Cheers folks. Oh yes, certainly sound good when burbling away.:thumb:


----------



## NissanPathfinder (Aug 25, 2011)

Scott,

You are obviously a professional at what you do and your results clearly show that.
Your clients must be very impressed.
Would you recommend an enthusiast detailer to invest in an electrical polishing machine like you use?


----------



## jcp (Oct 2, 2010)

Sound even better when going a nice wee drive down some twisty roads :driver: :thumb:


----------



## Minus8 (Aug 1, 2011)

Nice work and a gorgeous car :thumb: Raceglaze looks pretty good from the photos


----------



## Beau Technique (Jun 21, 2010)

NissanPathfinder said:


> Scott,
> 
> You are obviously a professional at what you do and your results clearly show that.
> Your clients must be very impressed.
> Would you recommend an enthusiast detailer to invest in an electrical polishing machine like you use?

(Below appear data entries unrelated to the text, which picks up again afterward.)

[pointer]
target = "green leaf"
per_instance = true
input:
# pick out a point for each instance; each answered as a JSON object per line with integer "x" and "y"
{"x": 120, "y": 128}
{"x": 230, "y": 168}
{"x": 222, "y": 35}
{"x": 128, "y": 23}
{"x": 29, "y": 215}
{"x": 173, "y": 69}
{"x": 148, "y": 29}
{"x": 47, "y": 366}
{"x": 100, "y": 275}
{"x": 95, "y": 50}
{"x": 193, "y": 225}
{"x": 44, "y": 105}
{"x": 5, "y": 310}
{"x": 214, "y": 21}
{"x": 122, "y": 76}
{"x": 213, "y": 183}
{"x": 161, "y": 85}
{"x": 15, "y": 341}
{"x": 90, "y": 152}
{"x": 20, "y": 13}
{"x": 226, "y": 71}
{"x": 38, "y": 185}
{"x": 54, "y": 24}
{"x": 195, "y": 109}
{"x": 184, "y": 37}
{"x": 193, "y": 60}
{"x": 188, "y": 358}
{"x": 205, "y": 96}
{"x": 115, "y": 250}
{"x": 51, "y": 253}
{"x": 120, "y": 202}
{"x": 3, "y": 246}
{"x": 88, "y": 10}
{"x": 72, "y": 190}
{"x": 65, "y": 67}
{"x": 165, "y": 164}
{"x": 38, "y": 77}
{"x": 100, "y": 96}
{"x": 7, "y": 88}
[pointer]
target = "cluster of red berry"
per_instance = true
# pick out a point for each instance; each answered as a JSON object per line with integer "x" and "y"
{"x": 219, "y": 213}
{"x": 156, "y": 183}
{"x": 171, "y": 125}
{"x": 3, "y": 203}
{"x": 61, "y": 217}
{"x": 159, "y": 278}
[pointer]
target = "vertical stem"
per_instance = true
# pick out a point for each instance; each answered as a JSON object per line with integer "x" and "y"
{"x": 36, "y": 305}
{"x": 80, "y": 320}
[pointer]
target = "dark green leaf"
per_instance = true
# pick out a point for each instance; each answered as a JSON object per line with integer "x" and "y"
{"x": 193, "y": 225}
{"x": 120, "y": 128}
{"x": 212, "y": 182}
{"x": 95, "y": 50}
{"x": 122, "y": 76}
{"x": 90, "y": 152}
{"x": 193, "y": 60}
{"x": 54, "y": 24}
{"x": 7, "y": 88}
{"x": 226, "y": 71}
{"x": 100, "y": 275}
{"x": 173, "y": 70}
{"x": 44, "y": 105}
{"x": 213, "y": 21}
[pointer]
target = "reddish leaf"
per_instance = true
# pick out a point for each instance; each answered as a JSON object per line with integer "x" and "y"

Thanks for the nice compliment, most appreciated. If you have never used a machine polisher then first step would be a daul action polisher ( DA ) kit. You can get good results from one in conjunction with the right pads and polishes and certainly a step up from by hand application. If you feel confident in using a DA then a rotary is the way forward though I would suggest getting a scrap panel and practicing on that.



jcp said:


> Sound even better when going a nice wee drive down some twisty roads :driver: :thumb:


:car:



Minus8 said:


> Nice work and a gorgeous car :thumb: Raceglaze looks pretty good from the photos


Cheers. Yes, nice lsp but as with many higher carnauba content waxes. This did out gas slightly. Nothing that cant be sorted with a second buff off but still a bit annoying.


----------



## gb270 (Aug 22, 2008)

nice work mate


----------



## Beau Technique (Jun 21, 2010)

gb270 said:


> nice work mate


Cheers buddy.


----------



## Foxx (Jul 5, 2011)

Thanks Scott!

She's a beauty, outstanding work!


----------



## veb (Mar 13, 2006)

My fav TVR for sure, stunning work on that:thumb:


----------



## Jesse74 (Jul 19, 2008)

Awesome work, Scott! :thumb: My best friend had two of these cars... what a machine!


----------



## Beau Technique (Jun 21, 2010)

veb said:


> My fav TVR for sure, stunning work on that:thumb:


Cheers.



Wolf's Chemicals said:


> Awesome work, Scott! :thumb: My best friend had two of these cars... what a machine!


Thanks Jesse. Think all the TVR range are awesome tbh. Crude yet stunning and of course brutal.


----------



## athol (Oct 3, 2009)

Excellent as always matey


----------